Значительно труднее стало утаивать подобные дела после того, как приступили к работе законодательные учреждения. Когда скандальные сведения о погромной типографии всплыли в печати, депутаты I Государственной думы внесли запрос правительству. 8 июня 1906 г. на него отвечал министр внутренних дел Столыпин. Он пытался обелить своих предшественников, представив дело как незначительный эпизод, возникший по вине чересчур усердного жандармского ротмистра, который на изъятом при обыске маломощном станке отпечатал 2–3 сотни воззваний. Выступление Столыпина было крайне неудачным и потонуло в криках: «Погромщики!», «В отставку!» галя
Князь Урусов, оставивший пост товарища министра ради депутатского кресла, рассказал Думе, что на Фонтанке были напечатаны сотни тысяч воззваний, которые распространялись по всей стране «одним из самых патриотических собраний». (Впоследствии Лопухин направил Столыпину открытое письмо, в котором расшифровал этот намек — речь шла о «Союзе русского народа».) В заключение своей речи князь Урусов заявил, что опасность погромов сохранится до тех пор, «пока на дела управления, а следовательно, на судьбы страны будут оказывать влияние люди, по воспитанию вахмистры и городовые, а по убеждениям погромщики». Князь имел в виду своих коллег по Министерству внутренних дел, а также Трепова. Эти слова были произнесены в полемическом задоре.
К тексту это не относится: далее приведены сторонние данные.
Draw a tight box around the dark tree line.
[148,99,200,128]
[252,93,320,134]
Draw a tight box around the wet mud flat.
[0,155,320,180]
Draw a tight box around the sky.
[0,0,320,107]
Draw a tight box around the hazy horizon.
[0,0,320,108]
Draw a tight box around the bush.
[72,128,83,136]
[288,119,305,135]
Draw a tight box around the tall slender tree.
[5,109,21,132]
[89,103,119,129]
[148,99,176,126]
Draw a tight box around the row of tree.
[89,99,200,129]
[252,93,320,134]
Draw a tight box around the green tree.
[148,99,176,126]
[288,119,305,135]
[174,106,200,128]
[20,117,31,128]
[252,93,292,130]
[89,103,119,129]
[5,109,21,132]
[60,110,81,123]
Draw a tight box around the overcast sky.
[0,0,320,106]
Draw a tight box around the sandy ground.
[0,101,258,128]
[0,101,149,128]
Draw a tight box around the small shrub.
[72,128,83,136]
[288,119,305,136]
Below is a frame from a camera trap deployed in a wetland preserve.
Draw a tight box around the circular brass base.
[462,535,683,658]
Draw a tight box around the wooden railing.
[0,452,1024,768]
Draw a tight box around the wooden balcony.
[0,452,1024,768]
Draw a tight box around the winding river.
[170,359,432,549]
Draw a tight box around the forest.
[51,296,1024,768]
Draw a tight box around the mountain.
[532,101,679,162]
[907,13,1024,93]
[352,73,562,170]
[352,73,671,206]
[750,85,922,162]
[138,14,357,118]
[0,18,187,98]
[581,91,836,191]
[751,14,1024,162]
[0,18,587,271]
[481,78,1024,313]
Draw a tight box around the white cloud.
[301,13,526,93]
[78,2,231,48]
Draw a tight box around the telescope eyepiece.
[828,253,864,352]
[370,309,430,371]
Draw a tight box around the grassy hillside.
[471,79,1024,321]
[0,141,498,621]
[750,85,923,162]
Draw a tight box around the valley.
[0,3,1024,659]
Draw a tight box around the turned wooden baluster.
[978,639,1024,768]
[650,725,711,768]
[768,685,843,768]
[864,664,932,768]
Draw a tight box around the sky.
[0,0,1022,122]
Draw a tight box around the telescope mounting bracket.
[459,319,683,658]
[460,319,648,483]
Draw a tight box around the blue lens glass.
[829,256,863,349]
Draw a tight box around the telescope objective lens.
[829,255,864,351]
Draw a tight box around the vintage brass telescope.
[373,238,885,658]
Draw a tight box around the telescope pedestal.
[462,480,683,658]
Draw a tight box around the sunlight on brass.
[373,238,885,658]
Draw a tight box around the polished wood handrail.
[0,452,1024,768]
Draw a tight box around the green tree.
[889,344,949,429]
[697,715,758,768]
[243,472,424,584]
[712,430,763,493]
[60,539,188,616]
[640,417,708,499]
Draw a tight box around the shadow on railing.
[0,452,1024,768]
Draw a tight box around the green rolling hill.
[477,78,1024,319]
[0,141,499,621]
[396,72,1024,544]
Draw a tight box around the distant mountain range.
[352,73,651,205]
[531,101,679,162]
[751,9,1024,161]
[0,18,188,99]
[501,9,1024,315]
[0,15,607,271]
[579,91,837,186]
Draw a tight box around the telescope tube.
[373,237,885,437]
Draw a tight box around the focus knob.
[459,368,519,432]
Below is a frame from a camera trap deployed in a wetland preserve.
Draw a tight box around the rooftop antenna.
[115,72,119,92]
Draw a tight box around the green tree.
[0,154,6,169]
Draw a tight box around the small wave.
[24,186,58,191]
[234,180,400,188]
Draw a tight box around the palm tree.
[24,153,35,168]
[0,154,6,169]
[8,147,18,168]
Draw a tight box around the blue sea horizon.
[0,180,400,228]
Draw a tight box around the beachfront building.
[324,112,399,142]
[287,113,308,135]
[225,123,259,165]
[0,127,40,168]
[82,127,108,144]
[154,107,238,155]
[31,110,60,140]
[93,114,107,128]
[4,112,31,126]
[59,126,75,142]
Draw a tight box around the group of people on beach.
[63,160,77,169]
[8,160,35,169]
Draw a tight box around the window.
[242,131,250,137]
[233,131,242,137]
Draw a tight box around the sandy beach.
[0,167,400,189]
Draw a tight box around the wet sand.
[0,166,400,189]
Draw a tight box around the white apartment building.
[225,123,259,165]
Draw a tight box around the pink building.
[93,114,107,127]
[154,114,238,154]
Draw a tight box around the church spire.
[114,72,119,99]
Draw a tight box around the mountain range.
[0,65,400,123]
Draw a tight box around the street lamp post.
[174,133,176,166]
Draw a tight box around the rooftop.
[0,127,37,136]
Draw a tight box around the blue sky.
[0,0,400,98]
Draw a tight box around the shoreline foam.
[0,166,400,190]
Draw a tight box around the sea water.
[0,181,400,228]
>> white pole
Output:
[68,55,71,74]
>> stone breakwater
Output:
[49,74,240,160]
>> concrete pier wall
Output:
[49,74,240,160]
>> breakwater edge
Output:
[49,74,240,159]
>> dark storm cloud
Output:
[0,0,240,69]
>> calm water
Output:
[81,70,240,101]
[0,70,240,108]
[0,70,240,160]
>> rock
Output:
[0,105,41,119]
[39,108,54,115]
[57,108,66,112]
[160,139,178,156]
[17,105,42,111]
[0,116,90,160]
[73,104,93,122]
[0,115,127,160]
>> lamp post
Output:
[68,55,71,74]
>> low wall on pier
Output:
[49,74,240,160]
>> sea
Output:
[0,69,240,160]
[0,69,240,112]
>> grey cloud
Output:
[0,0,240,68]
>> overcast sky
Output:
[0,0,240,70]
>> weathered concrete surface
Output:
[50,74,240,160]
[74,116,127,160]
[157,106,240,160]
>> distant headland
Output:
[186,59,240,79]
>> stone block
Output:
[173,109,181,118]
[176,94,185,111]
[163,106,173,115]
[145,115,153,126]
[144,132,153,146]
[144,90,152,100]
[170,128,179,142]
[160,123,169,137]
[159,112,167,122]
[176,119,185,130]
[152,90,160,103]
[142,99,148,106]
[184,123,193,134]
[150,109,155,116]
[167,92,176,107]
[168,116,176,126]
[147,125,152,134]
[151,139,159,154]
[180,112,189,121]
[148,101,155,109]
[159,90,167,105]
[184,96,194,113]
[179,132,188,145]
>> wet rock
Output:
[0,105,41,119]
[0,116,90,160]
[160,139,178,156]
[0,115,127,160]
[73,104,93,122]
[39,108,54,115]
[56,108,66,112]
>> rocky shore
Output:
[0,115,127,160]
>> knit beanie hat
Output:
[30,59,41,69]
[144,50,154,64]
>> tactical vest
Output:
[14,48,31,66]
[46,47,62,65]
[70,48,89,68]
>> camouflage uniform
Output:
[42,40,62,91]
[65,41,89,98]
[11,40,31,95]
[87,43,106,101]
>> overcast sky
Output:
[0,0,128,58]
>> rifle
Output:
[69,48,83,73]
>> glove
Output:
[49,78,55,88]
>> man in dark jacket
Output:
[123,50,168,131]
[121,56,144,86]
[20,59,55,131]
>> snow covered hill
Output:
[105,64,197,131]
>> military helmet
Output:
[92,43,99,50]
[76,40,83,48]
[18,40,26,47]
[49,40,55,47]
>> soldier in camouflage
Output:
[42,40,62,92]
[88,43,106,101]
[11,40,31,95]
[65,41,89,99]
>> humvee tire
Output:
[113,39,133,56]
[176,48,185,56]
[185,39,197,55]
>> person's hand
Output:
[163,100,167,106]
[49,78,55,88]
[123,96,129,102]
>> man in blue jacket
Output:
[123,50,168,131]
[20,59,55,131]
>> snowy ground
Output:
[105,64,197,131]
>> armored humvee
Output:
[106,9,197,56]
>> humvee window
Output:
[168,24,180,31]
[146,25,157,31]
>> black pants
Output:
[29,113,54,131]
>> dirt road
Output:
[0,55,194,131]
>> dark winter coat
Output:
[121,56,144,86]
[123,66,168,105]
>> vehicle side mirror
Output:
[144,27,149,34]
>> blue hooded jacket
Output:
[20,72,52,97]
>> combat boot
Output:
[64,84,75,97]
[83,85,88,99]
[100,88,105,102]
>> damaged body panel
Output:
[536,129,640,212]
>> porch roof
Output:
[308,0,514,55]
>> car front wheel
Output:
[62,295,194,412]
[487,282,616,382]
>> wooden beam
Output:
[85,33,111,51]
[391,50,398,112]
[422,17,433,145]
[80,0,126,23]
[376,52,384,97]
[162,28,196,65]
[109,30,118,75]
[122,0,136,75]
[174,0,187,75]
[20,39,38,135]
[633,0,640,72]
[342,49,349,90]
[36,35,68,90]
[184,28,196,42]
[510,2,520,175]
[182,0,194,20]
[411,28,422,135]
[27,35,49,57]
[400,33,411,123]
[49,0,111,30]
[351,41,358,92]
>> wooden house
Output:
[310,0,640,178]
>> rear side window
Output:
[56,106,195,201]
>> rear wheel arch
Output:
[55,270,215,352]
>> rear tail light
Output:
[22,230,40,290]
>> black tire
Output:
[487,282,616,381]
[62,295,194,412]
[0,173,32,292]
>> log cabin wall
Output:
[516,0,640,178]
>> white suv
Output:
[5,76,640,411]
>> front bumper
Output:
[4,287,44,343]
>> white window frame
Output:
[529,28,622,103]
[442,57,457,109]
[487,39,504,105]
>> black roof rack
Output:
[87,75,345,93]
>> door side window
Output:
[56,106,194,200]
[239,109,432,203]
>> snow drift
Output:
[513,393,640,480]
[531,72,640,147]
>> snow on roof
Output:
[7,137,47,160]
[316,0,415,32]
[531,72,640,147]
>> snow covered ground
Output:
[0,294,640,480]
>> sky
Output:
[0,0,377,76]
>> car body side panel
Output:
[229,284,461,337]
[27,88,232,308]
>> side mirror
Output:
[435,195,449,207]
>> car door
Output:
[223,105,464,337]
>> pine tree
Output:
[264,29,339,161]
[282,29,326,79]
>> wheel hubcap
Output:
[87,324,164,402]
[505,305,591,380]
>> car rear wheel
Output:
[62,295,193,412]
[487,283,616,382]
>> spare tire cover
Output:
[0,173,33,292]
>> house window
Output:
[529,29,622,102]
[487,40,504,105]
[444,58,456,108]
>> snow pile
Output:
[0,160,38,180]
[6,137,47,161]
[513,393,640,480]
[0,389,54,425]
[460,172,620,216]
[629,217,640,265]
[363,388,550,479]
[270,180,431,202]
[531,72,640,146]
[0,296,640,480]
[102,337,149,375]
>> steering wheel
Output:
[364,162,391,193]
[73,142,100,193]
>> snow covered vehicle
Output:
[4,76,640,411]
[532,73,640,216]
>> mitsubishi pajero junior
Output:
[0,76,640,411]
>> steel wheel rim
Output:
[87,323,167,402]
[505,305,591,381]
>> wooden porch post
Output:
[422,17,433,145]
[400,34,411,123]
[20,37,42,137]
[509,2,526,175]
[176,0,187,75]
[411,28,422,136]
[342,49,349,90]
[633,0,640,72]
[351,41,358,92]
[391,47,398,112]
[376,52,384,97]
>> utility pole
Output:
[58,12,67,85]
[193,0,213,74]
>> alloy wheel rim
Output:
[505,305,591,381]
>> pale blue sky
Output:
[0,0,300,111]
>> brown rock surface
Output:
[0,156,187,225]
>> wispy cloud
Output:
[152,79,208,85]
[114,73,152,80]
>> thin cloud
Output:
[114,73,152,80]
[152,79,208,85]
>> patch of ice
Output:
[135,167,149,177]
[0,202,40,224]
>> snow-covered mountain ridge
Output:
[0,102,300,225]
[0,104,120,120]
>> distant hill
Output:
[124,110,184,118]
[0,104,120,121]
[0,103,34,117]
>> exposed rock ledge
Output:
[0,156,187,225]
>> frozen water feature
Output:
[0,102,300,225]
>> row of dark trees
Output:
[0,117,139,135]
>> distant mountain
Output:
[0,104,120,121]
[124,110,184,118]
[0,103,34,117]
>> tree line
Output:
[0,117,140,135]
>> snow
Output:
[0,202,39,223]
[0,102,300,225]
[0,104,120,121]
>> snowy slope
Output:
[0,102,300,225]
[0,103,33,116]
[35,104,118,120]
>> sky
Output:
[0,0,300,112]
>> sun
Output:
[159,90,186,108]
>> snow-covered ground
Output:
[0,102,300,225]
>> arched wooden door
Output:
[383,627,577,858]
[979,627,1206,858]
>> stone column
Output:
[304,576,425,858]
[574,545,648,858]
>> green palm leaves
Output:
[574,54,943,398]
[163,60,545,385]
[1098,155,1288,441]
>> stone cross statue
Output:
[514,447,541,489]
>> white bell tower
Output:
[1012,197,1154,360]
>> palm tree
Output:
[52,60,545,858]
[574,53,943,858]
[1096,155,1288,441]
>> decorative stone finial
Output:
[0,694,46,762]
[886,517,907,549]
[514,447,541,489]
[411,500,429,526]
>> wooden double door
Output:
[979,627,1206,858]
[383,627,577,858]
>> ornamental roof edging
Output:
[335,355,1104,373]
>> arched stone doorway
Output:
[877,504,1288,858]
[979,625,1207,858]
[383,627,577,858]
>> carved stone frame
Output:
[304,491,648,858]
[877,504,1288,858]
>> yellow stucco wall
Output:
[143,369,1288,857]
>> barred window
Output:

Когда Трепов руководил полицией, обвинения в его адрес, хотя бы не подтвержденные фактами, имели правдоподобный вид. Но дворцовый комендант не ведал Департаментом полиции, да и типография была оборудована уже после его ухода. Накал страстей в Думе объяснялся тем, что буквально за неделю до обсуждения запроса произошел погром в Белостоке.
Погрому в этом многострадальном городе черты оседлости предшествовало убийство полицмейстера Деркачева. В преступлении обвиняли евреев, хотя имелись серьезные основания считать, что гибель полицмейстера лежала на совести его коллег. Деркачев был редким исключением, его отличало лояльное отношение к еврейскому населению. В мае 1906 г. его усилиями был предотвращен погром, что вызвало недовольство как в рядах полиции, так и в националистически настроенных кругах общества. Молва приписывала убийство приставу Шереметьеву, у которого были крайне неприязненные отношения с полицмейстером. Так или иначе, но гибель Деркачева была использована для нагнетания антисемитских настроений.
31 мая 1906 г. полицмейстер Радецкий собрал совещание, на котором заявил, что, по достоверным сведениям, евреи собираются произвести массовое избиение полиции. 1 июня по случаю церковного праздника состоялся крестный ход. Неизвестные лица бросили в участников процессии разрывной снаряд. Очевидцы утверждали, что крестный ход обстреливали сами полицейские. Армейский подпоручик Петров заметил в толпе жандарма, намеревавшегося сделать выстрел. «Свидетель приказал этому жандарму спрятать револьвер, но тот ответил дерзостью и оказался до такой степени пьян, что свидетель даже предположил, не был ли это переодетый в жандармскую форму хулиган».
За три дня в Белостоке были убиты 84 (73 еврея и 11 христиан, в их числе те, кого по ошибке приняли за евреев), ранены 105 человек. Солдаты и полиция принимали деятельное участие в погроме. Установлены случаи, когда арестованных убивали непосредственно в полицейских участках. Депутаты I Государственной думы внесли запрос о белостокских событиях. Кадеты намеревались подвергнуть должностных лиц столь же тщательному допросу, как во время обсуждения запроса о тайной типографии Департамента полиции. Представители правительства проявили своеобразный юмор, попросив поставить обсуждение на 9 июля 1906 г. В этот день был опубликован императорский указ о роспуске Думы.